Week 3 Tutorial

Learning Objectives

The goal of today is to create your own insights from the US Airline Traffic data.

You will practice:

Processing variables and data wrangling
Visualising your results
Using an R Project and quarto file to organise your code and results in a reproducible way.

Before your tutorial

Download the project template from Moodle. Go to Week 3 > Real Time > Download the .zip file.

For this week and next week, you should ensure you have worked through the startR modules on Tidy Data and the module on Quarto Basics.

These should take you ~ 2 hours.

Package Installation

We will need the below packages for this week’s tutorial. If you haven’t already, install these packages.

# Pages reading in your data and for wrangling
library(tidyverse)
library(here)

# Packages for time zone matching
library(lutz)
library(lubridate) # also part of tidyverse

# Packages for maps
library(maps)
library(ggthemes)

# Other packages for plotting 
library(patchwork)
library(ggthemes)

Cheat Sheets

You can find a link to a pdf cheat sheet on data wrangling here.

You may also like to look at the other cheat sheets on this website, specifically tidyr and lubridate on this same website.

These are great and give you an overview of functions you may find useful.

Exercise 1

Explore your data! These tasks should be done using the dplyr and tidy wrangling verbs. (These are similar to SQL functions for wrangling.)

To get you started there is already data in the data folder for you to use.
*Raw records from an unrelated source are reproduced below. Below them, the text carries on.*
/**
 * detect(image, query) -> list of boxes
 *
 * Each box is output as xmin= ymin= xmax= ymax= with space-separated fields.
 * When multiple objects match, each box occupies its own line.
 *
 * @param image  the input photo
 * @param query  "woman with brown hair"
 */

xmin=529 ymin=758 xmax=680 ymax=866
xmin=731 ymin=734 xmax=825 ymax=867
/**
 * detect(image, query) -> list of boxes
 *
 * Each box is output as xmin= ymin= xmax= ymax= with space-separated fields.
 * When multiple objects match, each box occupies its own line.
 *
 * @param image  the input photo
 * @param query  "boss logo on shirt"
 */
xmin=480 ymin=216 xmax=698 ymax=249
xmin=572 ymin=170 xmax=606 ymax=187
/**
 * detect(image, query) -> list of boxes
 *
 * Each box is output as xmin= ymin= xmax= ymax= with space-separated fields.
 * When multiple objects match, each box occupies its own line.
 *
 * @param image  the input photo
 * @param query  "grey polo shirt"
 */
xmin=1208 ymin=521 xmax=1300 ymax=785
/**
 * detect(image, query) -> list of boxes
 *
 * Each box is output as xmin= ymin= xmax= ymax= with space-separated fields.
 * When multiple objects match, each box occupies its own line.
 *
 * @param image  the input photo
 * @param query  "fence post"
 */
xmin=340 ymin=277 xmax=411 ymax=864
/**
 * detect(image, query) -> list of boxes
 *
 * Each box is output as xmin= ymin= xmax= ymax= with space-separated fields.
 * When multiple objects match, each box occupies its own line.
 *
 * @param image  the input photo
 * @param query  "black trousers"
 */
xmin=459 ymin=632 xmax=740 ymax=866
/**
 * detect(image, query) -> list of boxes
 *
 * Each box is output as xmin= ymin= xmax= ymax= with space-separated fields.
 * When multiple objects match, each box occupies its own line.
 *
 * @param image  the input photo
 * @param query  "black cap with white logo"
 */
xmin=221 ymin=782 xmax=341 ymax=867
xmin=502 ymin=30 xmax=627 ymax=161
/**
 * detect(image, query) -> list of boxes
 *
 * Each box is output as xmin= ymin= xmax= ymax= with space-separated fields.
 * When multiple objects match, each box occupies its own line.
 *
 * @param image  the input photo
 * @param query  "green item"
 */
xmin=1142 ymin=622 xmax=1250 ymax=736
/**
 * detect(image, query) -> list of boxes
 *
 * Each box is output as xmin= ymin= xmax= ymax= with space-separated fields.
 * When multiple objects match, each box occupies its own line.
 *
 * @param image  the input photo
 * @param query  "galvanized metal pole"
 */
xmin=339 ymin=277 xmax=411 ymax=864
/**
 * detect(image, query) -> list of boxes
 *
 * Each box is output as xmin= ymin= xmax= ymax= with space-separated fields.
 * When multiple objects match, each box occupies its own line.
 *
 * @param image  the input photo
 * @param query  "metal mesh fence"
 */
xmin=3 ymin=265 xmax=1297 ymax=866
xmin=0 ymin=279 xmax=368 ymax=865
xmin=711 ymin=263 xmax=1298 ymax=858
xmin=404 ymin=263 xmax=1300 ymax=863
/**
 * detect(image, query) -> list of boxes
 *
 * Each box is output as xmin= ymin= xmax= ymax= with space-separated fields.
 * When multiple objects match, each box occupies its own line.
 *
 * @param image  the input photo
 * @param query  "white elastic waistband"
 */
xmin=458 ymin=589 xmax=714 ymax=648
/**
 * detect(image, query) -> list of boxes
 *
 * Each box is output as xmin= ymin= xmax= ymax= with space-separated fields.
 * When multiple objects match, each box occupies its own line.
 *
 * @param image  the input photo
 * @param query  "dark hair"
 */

Refer to the US website for the data dictionary.

Find the carrier that had the most flights during the month. Determine which carrier this is?
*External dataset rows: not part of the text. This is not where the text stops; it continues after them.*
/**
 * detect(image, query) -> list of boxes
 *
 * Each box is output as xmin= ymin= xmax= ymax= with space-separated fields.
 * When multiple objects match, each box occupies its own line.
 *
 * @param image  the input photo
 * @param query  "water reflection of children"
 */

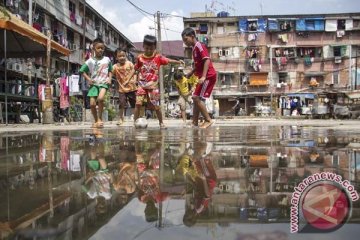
xmin=136 ymin=143 xmax=169 ymax=222
xmin=177 ymin=141 xmax=217 ymax=227
xmin=82 ymin=130 xmax=113 ymax=214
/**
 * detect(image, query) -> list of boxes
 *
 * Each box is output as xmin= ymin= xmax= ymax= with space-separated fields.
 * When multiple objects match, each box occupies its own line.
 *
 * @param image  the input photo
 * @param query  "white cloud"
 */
xmin=87 ymin=0 xmax=184 ymax=42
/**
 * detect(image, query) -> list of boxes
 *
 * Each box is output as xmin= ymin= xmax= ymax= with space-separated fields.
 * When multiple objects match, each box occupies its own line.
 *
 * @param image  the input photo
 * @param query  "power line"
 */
xmin=161 ymin=17 xmax=172 ymax=56
xmin=125 ymin=0 xmax=154 ymax=16
xmin=125 ymin=0 xmax=156 ymax=23
xmin=161 ymin=12 xmax=184 ymax=18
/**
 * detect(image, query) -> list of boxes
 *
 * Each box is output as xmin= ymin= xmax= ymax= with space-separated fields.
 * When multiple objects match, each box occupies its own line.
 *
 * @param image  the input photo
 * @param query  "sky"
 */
xmin=87 ymin=0 xmax=360 ymax=42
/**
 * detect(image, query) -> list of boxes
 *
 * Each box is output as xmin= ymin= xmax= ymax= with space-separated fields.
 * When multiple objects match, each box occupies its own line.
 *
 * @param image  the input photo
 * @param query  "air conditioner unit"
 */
xmin=218 ymin=49 xmax=223 ymax=56
xmin=334 ymin=57 xmax=342 ymax=63
xmin=14 ymin=63 xmax=22 ymax=72
xmin=6 ymin=62 xmax=13 ymax=70
xmin=70 ymin=44 xmax=77 ymax=50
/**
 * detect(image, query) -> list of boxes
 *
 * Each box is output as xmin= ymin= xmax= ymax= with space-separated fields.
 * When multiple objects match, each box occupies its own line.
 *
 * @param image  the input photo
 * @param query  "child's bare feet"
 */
xmin=96 ymin=121 xmax=104 ymax=128
xmin=160 ymin=123 xmax=167 ymax=129
xmin=200 ymin=120 xmax=215 ymax=129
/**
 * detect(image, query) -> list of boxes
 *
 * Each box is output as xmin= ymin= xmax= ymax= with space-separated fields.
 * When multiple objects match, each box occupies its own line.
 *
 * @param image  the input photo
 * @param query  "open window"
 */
xmin=279 ymin=20 xmax=293 ymax=31
xmin=199 ymin=23 xmax=208 ymax=34
xmin=297 ymin=47 xmax=322 ymax=58
xmin=248 ymin=20 xmax=258 ymax=31
xmin=337 ymin=20 xmax=346 ymax=30
xmin=218 ymin=72 xmax=233 ymax=86
xmin=274 ymin=48 xmax=296 ymax=58
xmin=333 ymin=46 xmax=342 ymax=57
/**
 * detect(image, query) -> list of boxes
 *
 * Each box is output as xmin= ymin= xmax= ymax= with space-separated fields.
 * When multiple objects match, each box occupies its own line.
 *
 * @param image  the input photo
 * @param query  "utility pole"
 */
xmin=28 ymin=0 xmax=33 ymax=84
xmin=355 ymin=46 xmax=358 ymax=90
xmin=269 ymin=45 xmax=273 ymax=115
xmin=28 ymin=0 xmax=33 ymax=26
xmin=349 ymin=45 xmax=352 ymax=89
xmin=156 ymin=11 xmax=165 ymax=119
xmin=82 ymin=0 xmax=87 ymax=122
xmin=43 ymin=30 xmax=54 ymax=123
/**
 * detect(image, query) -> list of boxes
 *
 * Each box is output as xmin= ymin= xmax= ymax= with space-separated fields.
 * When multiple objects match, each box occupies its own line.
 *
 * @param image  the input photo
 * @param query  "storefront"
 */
xmin=279 ymin=93 xmax=315 ymax=116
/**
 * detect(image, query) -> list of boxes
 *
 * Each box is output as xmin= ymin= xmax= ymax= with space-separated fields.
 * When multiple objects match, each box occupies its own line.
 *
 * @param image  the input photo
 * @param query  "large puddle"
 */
xmin=0 ymin=126 xmax=359 ymax=239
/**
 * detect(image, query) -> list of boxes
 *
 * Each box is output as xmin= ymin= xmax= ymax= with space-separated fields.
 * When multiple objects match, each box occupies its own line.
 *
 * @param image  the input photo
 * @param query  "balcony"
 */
xmin=36 ymin=0 xmax=95 ymax=40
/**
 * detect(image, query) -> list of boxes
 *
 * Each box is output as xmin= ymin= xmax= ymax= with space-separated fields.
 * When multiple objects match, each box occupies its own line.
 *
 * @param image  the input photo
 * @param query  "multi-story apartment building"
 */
xmin=1 ymin=0 xmax=134 ymax=123
xmin=4 ymin=0 xmax=134 ymax=70
xmin=183 ymin=12 xmax=360 ymax=117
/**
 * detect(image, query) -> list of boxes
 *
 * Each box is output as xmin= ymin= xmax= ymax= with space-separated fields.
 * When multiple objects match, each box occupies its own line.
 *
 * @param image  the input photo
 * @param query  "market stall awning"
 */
xmin=0 ymin=9 xmax=70 ymax=57
xmin=345 ymin=91 xmax=360 ymax=99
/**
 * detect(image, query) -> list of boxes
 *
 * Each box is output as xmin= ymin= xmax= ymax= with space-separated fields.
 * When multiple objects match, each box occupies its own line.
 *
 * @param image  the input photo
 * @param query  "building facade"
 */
xmin=1 ymin=0 xmax=134 ymax=123
xmin=183 ymin=12 xmax=360 ymax=117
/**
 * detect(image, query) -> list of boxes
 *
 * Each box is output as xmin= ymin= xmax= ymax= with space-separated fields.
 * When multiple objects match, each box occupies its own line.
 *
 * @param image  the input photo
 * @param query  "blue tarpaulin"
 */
xmin=238 ymin=19 xmax=247 ymax=32
xmin=314 ymin=20 xmax=325 ymax=30
xmin=257 ymin=18 xmax=267 ymax=32
xmin=296 ymin=19 xmax=306 ymax=31
xmin=268 ymin=19 xmax=279 ymax=31
xmin=296 ymin=18 xmax=325 ymax=31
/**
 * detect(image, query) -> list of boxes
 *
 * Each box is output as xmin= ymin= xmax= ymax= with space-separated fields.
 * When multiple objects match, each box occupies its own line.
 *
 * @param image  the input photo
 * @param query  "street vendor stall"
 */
xmin=0 ymin=7 xmax=70 ymax=124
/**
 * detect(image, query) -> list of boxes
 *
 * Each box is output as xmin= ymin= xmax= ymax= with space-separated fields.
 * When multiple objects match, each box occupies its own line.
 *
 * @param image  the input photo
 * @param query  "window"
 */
xmin=217 ymin=23 xmax=224 ymax=34
xmin=199 ymin=24 xmax=208 ymax=34
xmin=219 ymin=73 xmax=232 ymax=86
xmin=240 ymin=73 xmax=248 ymax=85
xmin=333 ymin=72 xmax=339 ymax=85
xmin=246 ymin=47 xmax=260 ymax=59
xmin=279 ymin=21 xmax=292 ymax=31
xmin=227 ymin=22 xmax=235 ymax=26
xmin=297 ymin=47 xmax=322 ymax=58
xmin=305 ymin=20 xmax=315 ymax=30
xmin=274 ymin=48 xmax=296 ymax=58
xmin=279 ymin=73 xmax=288 ymax=83
xmin=338 ymin=20 xmax=346 ymax=30
xmin=332 ymin=155 xmax=339 ymax=167
xmin=189 ymin=23 xmax=197 ymax=28
xmin=248 ymin=21 xmax=258 ymax=31
xmin=69 ymin=1 xmax=76 ymax=13
xmin=67 ymin=28 xmax=74 ymax=44
xmin=333 ymin=46 xmax=342 ymax=57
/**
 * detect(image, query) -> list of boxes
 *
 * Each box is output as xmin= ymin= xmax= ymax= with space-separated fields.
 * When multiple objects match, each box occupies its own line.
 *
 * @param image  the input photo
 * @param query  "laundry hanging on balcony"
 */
xmin=249 ymin=59 xmax=262 ymax=71
xmin=248 ymin=33 xmax=258 ymax=41
xmin=278 ymin=34 xmax=288 ymax=43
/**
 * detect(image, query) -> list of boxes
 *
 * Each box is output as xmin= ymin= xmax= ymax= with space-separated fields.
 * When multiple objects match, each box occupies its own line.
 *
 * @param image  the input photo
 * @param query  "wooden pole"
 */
xmin=42 ymin=30 xmax=54 ymax=124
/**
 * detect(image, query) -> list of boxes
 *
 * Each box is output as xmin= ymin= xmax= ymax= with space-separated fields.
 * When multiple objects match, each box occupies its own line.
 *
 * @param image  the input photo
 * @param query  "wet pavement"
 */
xmin=0 ymin=123 xmax=360 ymax=239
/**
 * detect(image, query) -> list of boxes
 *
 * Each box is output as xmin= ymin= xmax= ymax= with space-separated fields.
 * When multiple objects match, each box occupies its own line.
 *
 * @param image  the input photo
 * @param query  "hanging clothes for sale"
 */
xmin=60 ymin=76 xmax=70 ymax=109
xmin=38 ymin=84 xmax=46 ymax=101
xmin=69 ymin=74 xmax=80 ymax=95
Which airport had the most departing traffic?

Compute the smallest, largest and median departure delay for the busiest airport. What would it mean if the median departure delay was negative?
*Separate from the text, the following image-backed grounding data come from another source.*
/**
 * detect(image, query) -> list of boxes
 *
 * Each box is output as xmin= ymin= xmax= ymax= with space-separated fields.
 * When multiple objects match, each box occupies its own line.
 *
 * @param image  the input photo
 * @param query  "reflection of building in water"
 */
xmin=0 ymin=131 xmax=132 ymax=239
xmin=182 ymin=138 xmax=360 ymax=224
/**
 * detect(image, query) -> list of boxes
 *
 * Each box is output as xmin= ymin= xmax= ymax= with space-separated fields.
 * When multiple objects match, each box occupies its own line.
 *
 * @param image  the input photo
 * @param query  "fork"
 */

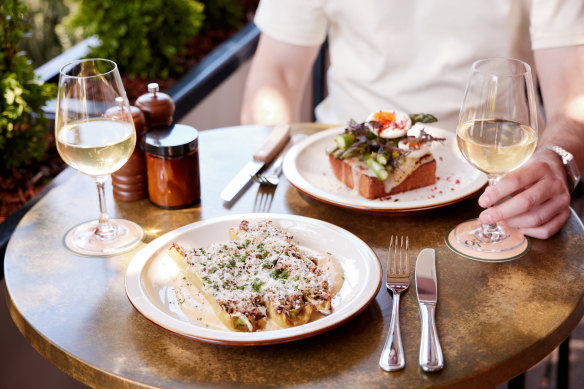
xmin=379 ymin=235 xmax=409 ymax=371
xmin=253 ymin=187 xmax=275 ymax=213
xmin=252 ymin=133 xmax=307 ymax=187
xmin=252 ymin=155 xmax=284 ymax=187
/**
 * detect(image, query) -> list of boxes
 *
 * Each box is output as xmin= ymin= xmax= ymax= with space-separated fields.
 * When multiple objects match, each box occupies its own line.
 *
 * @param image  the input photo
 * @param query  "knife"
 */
xmin=415 ymin=248 xmax=444 ymax=372
xmin=221 ymin=124 xmax=291 ymax=203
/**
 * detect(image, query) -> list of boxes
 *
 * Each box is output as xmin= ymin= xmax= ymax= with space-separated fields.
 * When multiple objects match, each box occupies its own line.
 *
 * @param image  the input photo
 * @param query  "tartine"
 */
xmin=327 ymin=110 xmax=444 ymax=199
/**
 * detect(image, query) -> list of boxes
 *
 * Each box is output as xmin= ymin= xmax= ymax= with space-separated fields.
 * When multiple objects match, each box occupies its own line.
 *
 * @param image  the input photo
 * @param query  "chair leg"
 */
xmin=506 ymin=336 xmax=570 ymax=389
xmin=557 ymin=336 xmax=570 ymax=389
xmin=311 ymin=39 xmax=328 ymax=121
xmin=507 ymin=373 xmax=525 ymax=389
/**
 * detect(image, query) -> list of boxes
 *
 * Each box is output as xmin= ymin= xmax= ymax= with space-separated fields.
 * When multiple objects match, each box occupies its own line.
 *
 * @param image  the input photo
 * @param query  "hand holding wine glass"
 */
xmin=55 ymin=58 xmax=144 ymax=256
xmin=453 ymin=58 xmax=538 ymax=258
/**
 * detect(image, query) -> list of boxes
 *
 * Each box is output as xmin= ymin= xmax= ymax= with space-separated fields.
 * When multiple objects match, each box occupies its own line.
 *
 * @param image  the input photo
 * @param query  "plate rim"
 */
xmin=283 ymin=126 xmax=487 ymax=213
xmin=125 ymin=213 xmax=382 ymax=345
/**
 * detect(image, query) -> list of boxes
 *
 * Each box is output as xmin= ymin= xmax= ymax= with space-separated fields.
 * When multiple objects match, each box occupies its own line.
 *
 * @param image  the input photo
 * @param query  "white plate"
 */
xmin=283 ymin=126 xmax=488 ymax=212
xmin=125 ymin=213 xmax=381 ymax=345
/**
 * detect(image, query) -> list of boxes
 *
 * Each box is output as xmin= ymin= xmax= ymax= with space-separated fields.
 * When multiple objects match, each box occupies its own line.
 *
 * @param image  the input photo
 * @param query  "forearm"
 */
xmin=241 ymin=60 xmax=296 ymax=125
xmin=535 ymin=45 xmax=584 ymax=172
xmin=241 ymin=34 xmax=320 ymax=125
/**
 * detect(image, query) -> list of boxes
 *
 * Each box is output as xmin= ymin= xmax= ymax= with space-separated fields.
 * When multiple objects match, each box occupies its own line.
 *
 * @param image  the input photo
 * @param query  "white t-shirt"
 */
xmin=254 ymin=0 xmax=584 ymax=130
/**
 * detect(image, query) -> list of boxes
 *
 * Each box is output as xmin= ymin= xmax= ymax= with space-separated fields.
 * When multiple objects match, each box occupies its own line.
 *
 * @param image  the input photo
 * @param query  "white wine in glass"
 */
xmin=55 ymin=59 xmax=144 ymax=256
xmin=454 ymin=58 xmax=538 ymax=256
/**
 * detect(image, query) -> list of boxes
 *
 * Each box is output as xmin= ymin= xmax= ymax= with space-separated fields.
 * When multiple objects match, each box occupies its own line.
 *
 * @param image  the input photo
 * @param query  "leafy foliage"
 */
xmin=200 ymin=0 xmax=244 ymax=31
xmin=67 ymin=0 xmax=205 ymax=80
xmin=0 ymin=0 xmax=56 ymax=174
xmin=17 ymin=0 xmax=78 ymax=68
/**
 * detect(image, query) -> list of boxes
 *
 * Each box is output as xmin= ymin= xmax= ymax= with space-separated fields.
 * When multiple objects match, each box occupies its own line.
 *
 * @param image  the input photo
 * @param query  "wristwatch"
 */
xmin=544 ymin=145 xmax=581 ymax=192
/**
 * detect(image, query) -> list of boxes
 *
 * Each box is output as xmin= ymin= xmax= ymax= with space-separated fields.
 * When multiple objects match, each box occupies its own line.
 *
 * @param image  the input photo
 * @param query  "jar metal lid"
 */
xmin=142 ymin=124 xmax=199 ymax=157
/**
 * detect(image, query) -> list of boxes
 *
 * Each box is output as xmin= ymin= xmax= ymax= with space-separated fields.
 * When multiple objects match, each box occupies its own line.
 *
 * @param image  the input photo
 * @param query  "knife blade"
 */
xmin=415 ymin=248 xmax=444 ymax=372
xmin=220 ymin=124 xmax=290 ymax=203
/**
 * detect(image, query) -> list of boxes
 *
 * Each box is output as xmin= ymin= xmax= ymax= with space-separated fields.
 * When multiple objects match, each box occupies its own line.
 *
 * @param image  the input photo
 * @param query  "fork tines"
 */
xmin=389 ymin=235 xmax=409 ymax=276
xmin=252 ymin=173 xmax=277 ymax=187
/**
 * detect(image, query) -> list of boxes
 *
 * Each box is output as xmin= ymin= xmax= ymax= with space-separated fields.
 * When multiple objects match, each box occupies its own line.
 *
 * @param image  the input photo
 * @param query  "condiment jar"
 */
xmin=143 ymin=124 xmax=200 ymax=209
xmin=107 ymin=105 xmax=148 ymax=202
xmin=135 ymin=83 xmax=175 ymax=128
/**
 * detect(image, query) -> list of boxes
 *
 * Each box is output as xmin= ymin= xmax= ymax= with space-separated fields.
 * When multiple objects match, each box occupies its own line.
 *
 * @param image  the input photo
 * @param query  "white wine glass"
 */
xmin=55 ymin=58 xmax=144 ymax=256
xmin=454 ymin=58 xmax=538 ymax=255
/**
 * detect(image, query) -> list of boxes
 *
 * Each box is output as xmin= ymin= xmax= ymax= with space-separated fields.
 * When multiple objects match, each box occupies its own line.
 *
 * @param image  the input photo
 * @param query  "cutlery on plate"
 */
xmin=220 ymin=124 xmax=290 ymax=203
xmin=379 ymin=235 xmax=409 ymax=371
xmin=252 ymin=133 xmax=307 ymax=187
xmin=415 ymin=248 xmax=444 ymax=372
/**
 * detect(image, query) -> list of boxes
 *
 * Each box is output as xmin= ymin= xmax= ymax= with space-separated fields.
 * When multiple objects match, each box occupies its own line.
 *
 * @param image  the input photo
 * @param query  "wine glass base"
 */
xmin=445 ymin=220 xmax=530 ymax=262
xmin=64 ymin=219 xmax=145 ymax=256
xmin=454 ymin=218 xmax=526 ymax=252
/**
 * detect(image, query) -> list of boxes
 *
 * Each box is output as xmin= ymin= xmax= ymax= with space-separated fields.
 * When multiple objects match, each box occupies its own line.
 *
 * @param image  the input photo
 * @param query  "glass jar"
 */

Make a side-by-side boxplot of the delays for each carrier, at the busiest airport.
1. Think about transforming delay because it has a skewed distribution. (If you use a transformation on the axis, check the number of missings. It may be that a lof of data is excluded and you need to do the transformation with mutate.)
2. Sort the carrier axis by the median delay (this is tricky! Hint: use the forcats package).
3. Make nice labels on the axis
4. Write a paragraph on what is learned about the delays by carrier

How many records, of the busiest airport, have missing values for departure delay?

Exercise 2

Here we are going to make a map of flights.

Plot the airport locations on a map. You should filter the airports to only the latest location. Airports sometimes move.

Now the fun part, lets take a day’s worth of flights, and plot all the flights. You will need to join the day of flights data with the airport locations, using both the origin and destination.

Choose the two major carriers for your day of data, and make two separate maps of flights, one for each carrier. Compare and contrast the carrier flight patterns.

ADVANCED: Now we are going to examine change in patterns over the course of a day. You will need to convert departure time into a standard time. Then break it into one of four categories: midnight-6am, 6am-noon, noon-6pm, 6pm-midnight. Using all the carriers again, make separate maps for each quarter of the day. Compare the traffic over these four time blocks.

ADVANCED: Use the standardised times to follow the path of one plane during the day.